Resim homojen olmasa da (kamu borcunun ülkelerin üçte ikisi için sabitlenmesi veya azalması bekleniyor) Ekim 2024 Mali İzleme raporu (Fiscal Monitor[1]), gelecekteki borç seviyelerinin tahmin edilenden daha yüksek olabileceğini ve yüksek olasılıkla sabitlenmesi veya azaltılması için şu anda tahmin edilenden çok daha büyük mali ayarlamaların gerekli olduğunu göstermektedir. Raporda, ülkelerin borç riskleriyle şimdi, büyümeyi ve savunmasız haneleri koruyan ve parasal politika gevşetme döngüsünden yararlanan dikkatlice tasarlanmış mali politikalarla yüzleşmeleri gerektiği savunulmaktadır.
Beklenenden daha kötü
Birçok ülkenin mali görünümü üç nedenden dolayı beklenenden daha kötü olabilir: büyük harcama baskıları, borç projeksiyonlarının iyimserlik eğilimi ve büyük miktarda tanımlanmamış borç (large spending pressures, optimism bias of debt projections, and sizable unidentified debt).

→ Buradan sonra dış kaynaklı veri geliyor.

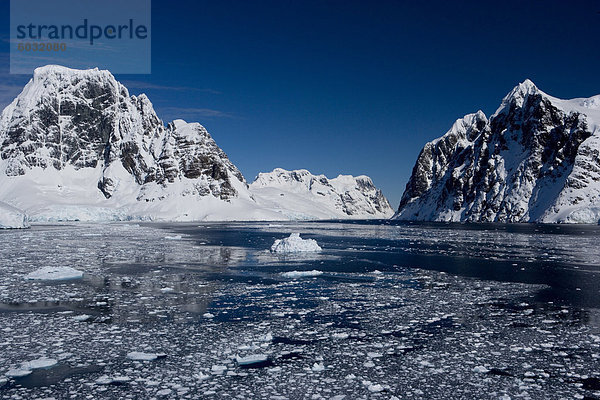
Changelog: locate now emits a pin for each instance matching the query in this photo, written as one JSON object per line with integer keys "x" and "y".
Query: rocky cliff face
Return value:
{"x": 536, "y": 159}
{"x": 301, "y": 192}
{"x": 84, "y": 119}
{"x": 75, "y": 145}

Önceki Uluslararası Para Fonu (International Monetary Fund-IMF) araştırmaları, siyasi yelpazedeki mali söylemin (fiscal discourse) giderek daha fazla harcamaya doğru eğildiğini göstermiş olup; ülkelerin yaşlanma ve sağlık hizmetleriyle başa çıkmak için; yeşil geçiş ve iklim adaptasyonuyla ve artan jeopolitik gerginlikler nedeniyle savunma ve enerji güvenliğiyle giderek daha fazla harcama yapması gerekecektir.
Öte yandan, geçmiş deneyimler borç projeksiyonlarının gerçek sonuçları önemli ölçüde hafife alma eğiliminde olduğunu göstermektedir. Gerçekleşen borç-GSYH oranları beş yıl sonra ortalama olarak tahmin edilenden GSYH’nin 10 puan üzerinde olabilir.

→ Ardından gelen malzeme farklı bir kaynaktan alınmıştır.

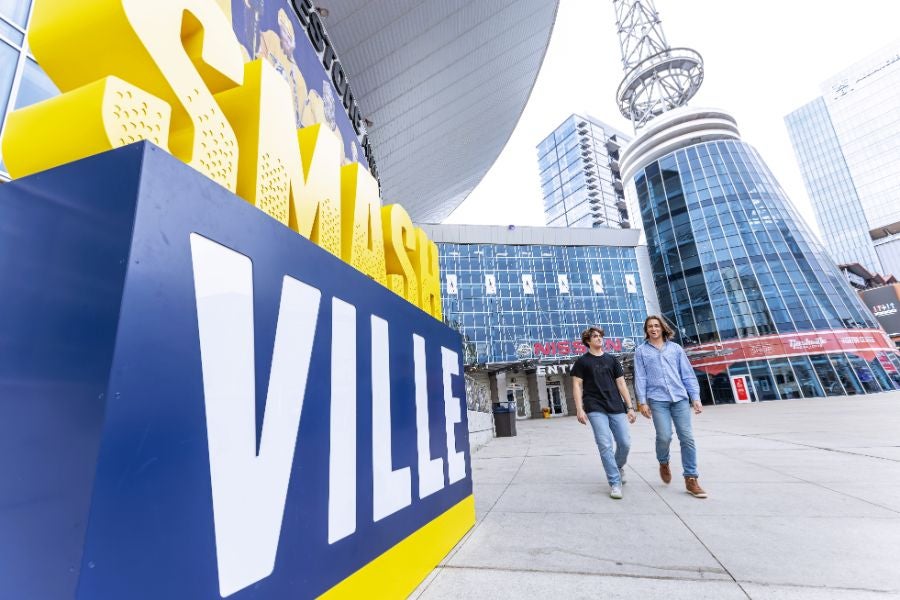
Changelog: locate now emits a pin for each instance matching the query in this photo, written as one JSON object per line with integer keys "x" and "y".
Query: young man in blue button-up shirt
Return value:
{"x": 666, "y": 389}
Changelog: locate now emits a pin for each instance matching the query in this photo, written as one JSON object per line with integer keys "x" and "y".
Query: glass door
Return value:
{"x": 516, "y": 393}
{"x": 556, "y": 400}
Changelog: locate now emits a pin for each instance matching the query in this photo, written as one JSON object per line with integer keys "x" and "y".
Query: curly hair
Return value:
{"x": 586, "y": 334}
{"x": 668, "y": 333}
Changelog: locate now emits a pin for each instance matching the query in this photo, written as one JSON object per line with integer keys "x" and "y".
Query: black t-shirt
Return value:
{"x": 599, "y": 391}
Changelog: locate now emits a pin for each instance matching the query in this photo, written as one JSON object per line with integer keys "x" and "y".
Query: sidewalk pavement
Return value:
{"x": 804, "y": 502}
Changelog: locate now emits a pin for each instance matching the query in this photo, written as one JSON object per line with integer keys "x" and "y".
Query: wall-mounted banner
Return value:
{"x": 714, "y": 358}
{"x": 740, "y": 387}
{"x": 576, "y": 347}
{"x": 291, "y": 36}
{"x": 197, "y": 402}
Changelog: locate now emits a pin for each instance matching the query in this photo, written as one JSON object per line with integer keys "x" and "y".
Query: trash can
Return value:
{"x": 505, "y": 419}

Mali İzleme raporu, mevcut makro-finansal ve politik koşulları olası gelecekteki borç sonuçlarının tüm yelpazesine bağlayan yeni bir “riskli borç” (debt-at-risk) çerçevesi sunar. Bu yaklaşım, borç tahminlerinin nokta tahminlerine odaklanmanın ötesine geçer ve politika yapıcıların borç görünümüne yönelik riskleri ölçmelerine ve kaynaklarını belirlemelerine yardımcı olur.
Bu çerçeve, ciddi şekilde olumsuz bir senaryoda küresel kamu borcunun üç yıl içinde GSYH’nin yüzde 115’ine ulaşabileceğini gösteriyor ki; bu, şu anda tahmin edilenden yaklaşık 20 puan daha yüksektir. Bunun birkaç nedeni olabilir: daha zayıf büyüme, daha sıkı finansman koşulları, mali kaymalar ve daha fazla ekonomik ve politik belirsizlik (weaker growth, tighter financing conditions, fiscal slippages, and greater economic and policy uncertainty). Daha da önemlisi, ülkeler, Amerika Birleşik Devletleri (ABD) gibi sistematik olarak önemli ülkelerdeki daha fazla politika belirsizliğinden kaynaklanan taşmalar da dâhil olmak üzere borçlanma maliyetlerini etkileyen küresel faktörlere karşı giderek daha savunmasız hale gelmektedir.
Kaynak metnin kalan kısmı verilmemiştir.